![]() |
Making a 64-bit fixed N Proth siever
I recently got a new Core 2 machine, with 64-bit Linux. I was sieving away with NewPGen the other day when it occurred to me that NewPGen probably isn't optimized for 64-bit Linux. So I started working on my own siever - when the hardware handles 64 bits, how hard could it be?:big grin:
Well, the problems have started early. I wrote some code that I thought would work, and created some unit tests to check the functions I had so far. Well, 8 out of 9 aren't working; but the first failure is surprising. See, I lifted some mulmod code from [URL="http://www.loria.fr/~kruppaal/factorcyc.20090612.c"]a program by some guy named Alex Kruppa[/URL]. (Alex, if you're reading this, I have several more questions I'd like to pester you with. :wink:) Anyway, it failed my unit test! So, here's Alex's code: [code]/* Multiply a and b, and reduce the product modulo m. Remainder is returned */ static inline unsigned long mulmod (unsigned long a, const unsigned long b, const unsigned long m) { unsigned long r; __asm__ ( "mulq %2\n\t" "divq %3" : "=&d" (r), "+%a" (a) : "rm" (b), "rm" (m) : "cc" ); return r; }[/code] I tested this with the following line:[code]printf("271828182846 * 314159265359 mod 141421356237 == 127891859871...%lu\n", mulmod(271828182846ul, 314159265359ul, 141421356237ul));[/code] If the test were to pass, the numbers on either side of "..." should be the same. I compiled with g++ 4.3.3, and if I compile straight, it works. But if I compile with any optimization switch, the result is: [code]271828182846 * 314159265359 mod 141421356237 == 127891859871...95951954835[/code] gcalctool and dc both say 127891859871 is correct. Any ideas on how I can compile with optimization switches? |
The program works fine with gcc 4.4.0 and fails with 3.4.6 on my machine.
If I prevent inlining from happening with 3.4.6, it works. Perhaps some assembly constraint problem? |
Yes, the commutativity modifier "%" seems to be wrong. It's probably better to do it with two separate asm statements, to simplify the constraints.

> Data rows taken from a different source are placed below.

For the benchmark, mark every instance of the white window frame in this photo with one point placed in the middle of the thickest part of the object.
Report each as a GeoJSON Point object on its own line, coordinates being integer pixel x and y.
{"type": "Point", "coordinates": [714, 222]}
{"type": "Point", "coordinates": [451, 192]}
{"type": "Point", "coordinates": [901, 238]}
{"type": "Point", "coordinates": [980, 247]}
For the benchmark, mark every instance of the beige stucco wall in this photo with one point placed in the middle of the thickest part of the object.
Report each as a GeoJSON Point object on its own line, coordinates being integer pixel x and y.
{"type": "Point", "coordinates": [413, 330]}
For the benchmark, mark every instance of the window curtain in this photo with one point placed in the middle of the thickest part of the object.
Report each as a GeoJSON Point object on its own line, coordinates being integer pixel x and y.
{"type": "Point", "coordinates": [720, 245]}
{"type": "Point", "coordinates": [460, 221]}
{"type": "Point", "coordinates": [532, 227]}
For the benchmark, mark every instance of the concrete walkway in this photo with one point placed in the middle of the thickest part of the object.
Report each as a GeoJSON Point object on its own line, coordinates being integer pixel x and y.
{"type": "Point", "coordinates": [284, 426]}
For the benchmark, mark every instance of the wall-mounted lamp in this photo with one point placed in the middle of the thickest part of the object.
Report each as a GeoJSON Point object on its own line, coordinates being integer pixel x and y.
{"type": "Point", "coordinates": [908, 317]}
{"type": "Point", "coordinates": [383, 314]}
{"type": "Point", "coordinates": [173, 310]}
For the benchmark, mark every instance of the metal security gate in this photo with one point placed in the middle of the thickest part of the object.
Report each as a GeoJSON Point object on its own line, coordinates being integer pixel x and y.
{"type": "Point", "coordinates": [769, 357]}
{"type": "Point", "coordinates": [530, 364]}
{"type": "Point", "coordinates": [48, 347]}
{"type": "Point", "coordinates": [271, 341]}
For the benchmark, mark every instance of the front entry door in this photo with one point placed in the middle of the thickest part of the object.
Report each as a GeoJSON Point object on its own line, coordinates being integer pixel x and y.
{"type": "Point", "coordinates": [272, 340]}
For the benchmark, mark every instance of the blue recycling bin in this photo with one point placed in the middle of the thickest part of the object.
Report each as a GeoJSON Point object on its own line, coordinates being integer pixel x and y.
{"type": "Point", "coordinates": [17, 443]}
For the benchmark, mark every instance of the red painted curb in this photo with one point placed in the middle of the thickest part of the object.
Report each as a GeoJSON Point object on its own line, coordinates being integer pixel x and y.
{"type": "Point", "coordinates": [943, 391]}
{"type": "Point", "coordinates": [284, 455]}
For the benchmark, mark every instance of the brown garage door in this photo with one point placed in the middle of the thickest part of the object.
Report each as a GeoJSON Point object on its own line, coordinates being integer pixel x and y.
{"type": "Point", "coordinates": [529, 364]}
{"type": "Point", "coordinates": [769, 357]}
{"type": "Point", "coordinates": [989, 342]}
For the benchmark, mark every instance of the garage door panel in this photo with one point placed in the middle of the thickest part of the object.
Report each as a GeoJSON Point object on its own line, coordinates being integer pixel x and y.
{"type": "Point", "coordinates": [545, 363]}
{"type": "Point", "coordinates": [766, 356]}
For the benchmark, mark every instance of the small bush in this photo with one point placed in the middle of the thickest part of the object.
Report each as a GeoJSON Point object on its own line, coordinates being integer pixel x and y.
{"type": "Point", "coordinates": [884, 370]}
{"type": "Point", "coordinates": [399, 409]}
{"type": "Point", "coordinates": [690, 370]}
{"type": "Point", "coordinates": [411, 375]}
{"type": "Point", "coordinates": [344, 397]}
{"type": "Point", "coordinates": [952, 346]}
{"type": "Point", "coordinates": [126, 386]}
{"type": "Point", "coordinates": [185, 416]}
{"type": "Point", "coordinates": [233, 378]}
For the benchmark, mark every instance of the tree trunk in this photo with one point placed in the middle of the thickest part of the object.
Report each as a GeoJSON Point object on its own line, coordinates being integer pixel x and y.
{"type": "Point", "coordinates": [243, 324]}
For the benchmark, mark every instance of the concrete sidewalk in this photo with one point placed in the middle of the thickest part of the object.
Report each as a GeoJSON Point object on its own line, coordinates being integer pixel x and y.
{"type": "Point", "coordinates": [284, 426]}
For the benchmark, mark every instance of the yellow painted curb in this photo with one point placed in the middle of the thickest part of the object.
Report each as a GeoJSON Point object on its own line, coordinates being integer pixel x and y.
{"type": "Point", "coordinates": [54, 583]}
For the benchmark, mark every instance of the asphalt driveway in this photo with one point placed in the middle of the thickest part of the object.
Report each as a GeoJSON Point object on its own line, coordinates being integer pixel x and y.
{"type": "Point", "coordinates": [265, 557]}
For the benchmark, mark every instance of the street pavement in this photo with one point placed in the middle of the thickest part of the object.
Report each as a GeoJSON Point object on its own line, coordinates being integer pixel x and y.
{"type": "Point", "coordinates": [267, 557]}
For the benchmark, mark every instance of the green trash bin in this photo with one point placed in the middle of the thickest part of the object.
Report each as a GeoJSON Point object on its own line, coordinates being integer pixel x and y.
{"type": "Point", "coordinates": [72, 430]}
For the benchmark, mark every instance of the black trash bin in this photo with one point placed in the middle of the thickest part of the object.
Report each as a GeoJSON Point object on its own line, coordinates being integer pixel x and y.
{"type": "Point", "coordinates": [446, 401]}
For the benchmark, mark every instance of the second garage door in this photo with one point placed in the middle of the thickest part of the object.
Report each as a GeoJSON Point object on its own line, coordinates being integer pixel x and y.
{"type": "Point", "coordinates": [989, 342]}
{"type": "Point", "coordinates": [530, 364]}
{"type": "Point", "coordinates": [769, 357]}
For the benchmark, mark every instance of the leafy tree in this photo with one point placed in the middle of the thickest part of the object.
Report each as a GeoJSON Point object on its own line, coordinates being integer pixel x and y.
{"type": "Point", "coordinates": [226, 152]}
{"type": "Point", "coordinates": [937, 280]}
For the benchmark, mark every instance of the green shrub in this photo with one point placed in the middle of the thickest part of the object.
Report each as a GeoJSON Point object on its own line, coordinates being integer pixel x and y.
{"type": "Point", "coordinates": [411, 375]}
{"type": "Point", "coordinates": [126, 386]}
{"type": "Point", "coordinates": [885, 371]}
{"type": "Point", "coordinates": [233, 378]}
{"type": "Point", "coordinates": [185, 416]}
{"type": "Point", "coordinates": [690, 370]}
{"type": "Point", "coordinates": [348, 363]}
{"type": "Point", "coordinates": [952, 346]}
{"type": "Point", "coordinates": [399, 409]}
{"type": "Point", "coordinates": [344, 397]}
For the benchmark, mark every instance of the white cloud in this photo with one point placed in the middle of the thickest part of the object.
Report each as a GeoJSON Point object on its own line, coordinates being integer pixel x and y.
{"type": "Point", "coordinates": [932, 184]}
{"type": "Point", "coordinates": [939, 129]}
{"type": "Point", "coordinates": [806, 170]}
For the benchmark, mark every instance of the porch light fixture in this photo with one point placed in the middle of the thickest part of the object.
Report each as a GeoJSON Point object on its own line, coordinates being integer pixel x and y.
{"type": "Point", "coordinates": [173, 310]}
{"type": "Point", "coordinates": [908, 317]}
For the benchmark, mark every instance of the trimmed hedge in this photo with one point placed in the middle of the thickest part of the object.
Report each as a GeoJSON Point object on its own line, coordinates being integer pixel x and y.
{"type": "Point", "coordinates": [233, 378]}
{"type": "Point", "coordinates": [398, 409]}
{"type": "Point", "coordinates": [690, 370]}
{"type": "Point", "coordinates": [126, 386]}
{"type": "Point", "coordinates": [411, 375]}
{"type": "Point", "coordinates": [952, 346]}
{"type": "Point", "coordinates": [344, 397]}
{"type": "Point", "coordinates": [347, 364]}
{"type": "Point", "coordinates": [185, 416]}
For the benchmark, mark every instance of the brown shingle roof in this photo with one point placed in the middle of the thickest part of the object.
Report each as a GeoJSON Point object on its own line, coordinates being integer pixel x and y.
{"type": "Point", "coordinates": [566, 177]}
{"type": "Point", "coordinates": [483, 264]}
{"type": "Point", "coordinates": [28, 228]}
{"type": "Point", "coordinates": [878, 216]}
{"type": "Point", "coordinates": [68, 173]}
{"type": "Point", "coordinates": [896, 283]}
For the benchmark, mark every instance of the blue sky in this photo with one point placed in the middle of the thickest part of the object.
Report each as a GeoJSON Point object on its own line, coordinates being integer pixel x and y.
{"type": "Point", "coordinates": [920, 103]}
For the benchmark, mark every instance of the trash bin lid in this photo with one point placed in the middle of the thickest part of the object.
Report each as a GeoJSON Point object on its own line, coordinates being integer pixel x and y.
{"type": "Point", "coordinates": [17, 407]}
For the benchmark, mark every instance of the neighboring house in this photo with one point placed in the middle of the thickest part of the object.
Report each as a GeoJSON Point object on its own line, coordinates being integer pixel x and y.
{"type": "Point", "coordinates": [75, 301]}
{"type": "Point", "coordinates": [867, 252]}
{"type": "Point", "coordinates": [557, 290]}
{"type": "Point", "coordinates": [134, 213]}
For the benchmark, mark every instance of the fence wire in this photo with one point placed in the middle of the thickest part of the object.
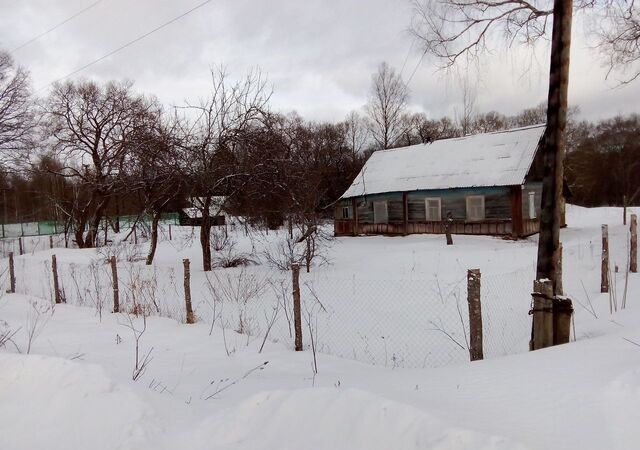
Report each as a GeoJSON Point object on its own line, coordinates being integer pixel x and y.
{"type": "Point", "coordinates": [392, 323]}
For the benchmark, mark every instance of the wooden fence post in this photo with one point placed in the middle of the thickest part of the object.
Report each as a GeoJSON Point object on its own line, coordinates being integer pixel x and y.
{"type": "Point", "coordinates": [12, 274]}
{"type": "Point", "coordinates": [56, 285]}
{"type": "Point", "coordinates": [114, 283]}
{"type": "Point", "coordinates": [562, 311]}
{"type": "Point", "coordinates": [542, 333]}
{"type": "Point", "coordinates": [475, 314]}
{"type": "Point", "coordinates": [633, 248]}
{"type": "Point", "coordinates": [187, 291]}
{"type": "Point", "coordinates": [447, 228]}
{"type": "Point", "coordinates": [297, 313]}
{"type": "Point", "coordinates": [604, 271]}
{"type": "Point", "coordinates": [559, 289]}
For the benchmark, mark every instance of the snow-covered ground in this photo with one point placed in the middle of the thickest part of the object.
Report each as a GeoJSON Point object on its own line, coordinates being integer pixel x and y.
{"type": "Point", "coordinates": [211, 387]}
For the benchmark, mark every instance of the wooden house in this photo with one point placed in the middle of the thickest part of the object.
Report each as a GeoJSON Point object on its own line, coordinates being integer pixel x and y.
{"type": "Point", "coordinates": [487, 183]}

[CODE] /* Multiply a and b, and reduce the product modulo m. Remainder is returned */ static inline unsigned long mulmod (unsigned long a, const unsigned long b, const unsigned long m) { unsigned long q, r, t1, t2; __asm__ ( "mulq %3\n\t" : "=a" (t1), "=d" (t2) : "%0" (a), "rm" (b) : "cc"); __asm__ ( "divq %4" : "=a" (q), "=d" (r) : "0" (t1), "1" (t2), "rm" (m) : "cc" ); return r; } [/CODE] Alex |
Thanks, Alex, that did the trick!
Since I posted this I discovered your REDC/Montgomery multiplication code. I didn't see a license on that source code, so I hope you don't mind if I use/modify it? |
Go ahead! I'll put up a copy tomorrow with fixed mulmod (though the trial division code does not use it any more) and a header that puts it in the public domain.
Alex |
[QUOTE=akruppa;179203]Go ahead! I'll put up a copy tomorrow with fixed mulmod (though the trial division code does not use it any more) and a header that puts it in the public domain.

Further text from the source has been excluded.